2
votes

I want to implement simple classification tree (binary classification) using Mathematica.

How can I implement a binary tree in Mathematica? Is there is a symbol for doing that?

3
Leonid is the expert on data structures in Mma here. I remember he posted at least two good answers, but now I can find only one stackoverflow.com/questions/6097071/…. Try searching his answersDr. belisarius

3 Answers

2
votes

I'd say it depends on what you want to do with the data structure.

You can exploit the fact that Mathematica expressions themselves are trees.

If only the leaf nodes are relevant, then use nested lists, e.g. {{1, {2, 3}}, 4}. If the other node need to carry some data too, then you can use something like this:

tree[1][tree[2][a, b], tree[3][c, tree[4][d, e]]]

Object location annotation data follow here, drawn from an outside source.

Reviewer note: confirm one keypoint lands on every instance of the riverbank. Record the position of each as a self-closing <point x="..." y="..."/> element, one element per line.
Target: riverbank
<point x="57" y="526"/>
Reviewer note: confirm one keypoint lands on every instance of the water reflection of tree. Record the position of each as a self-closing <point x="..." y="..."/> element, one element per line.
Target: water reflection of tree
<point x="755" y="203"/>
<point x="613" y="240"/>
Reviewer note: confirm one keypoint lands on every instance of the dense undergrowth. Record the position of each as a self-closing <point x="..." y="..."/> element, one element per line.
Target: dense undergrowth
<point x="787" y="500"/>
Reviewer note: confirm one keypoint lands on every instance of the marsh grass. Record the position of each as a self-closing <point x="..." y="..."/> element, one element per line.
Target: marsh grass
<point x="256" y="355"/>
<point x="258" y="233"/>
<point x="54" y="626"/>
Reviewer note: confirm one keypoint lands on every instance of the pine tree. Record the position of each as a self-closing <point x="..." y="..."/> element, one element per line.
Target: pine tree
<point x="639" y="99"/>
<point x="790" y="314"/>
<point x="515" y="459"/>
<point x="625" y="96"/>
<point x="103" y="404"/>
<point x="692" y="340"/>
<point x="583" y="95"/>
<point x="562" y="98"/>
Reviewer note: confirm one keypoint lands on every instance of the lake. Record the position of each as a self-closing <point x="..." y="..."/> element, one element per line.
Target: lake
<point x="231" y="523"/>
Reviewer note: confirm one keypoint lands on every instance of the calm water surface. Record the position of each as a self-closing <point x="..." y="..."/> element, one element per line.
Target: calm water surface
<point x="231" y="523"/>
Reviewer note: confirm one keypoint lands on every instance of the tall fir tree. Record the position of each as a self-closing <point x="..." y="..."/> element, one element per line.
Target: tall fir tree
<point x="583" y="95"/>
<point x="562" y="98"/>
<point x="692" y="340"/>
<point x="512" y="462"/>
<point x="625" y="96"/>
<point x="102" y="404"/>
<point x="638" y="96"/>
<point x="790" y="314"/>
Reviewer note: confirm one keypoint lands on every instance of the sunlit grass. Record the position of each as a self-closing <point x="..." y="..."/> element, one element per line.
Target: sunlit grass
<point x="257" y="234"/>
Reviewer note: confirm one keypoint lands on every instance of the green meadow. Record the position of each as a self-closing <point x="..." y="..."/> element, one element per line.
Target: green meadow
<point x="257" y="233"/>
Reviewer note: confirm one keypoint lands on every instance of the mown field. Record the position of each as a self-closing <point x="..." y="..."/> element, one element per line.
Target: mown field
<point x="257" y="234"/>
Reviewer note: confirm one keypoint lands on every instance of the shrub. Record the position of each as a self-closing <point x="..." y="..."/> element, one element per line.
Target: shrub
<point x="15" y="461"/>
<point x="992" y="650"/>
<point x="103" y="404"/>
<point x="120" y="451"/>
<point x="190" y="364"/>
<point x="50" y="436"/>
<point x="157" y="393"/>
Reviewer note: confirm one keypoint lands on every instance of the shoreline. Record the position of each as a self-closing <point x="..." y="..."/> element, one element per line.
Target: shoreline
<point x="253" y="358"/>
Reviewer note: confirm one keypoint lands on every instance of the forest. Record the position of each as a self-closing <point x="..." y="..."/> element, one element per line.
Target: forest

See the structure like this:

{{1, {2, 3}}, 4} // TreeForm
tree[1][tree[2][a, b], tree[3][c, tree[4][d, e]]] // TreeForm

The next question is how to implement algorithm X on such a data structure.

2
votes

Among the new objects in MMA 8 are TreeGraph, CompleteKaryTree, and KaryTree. The latter two objects give binary trees by default. I don't know how efficient they are for intensive computation but they do seem well-suited for displaying classifications. And there are many predicates and options for manipulating and displaying them.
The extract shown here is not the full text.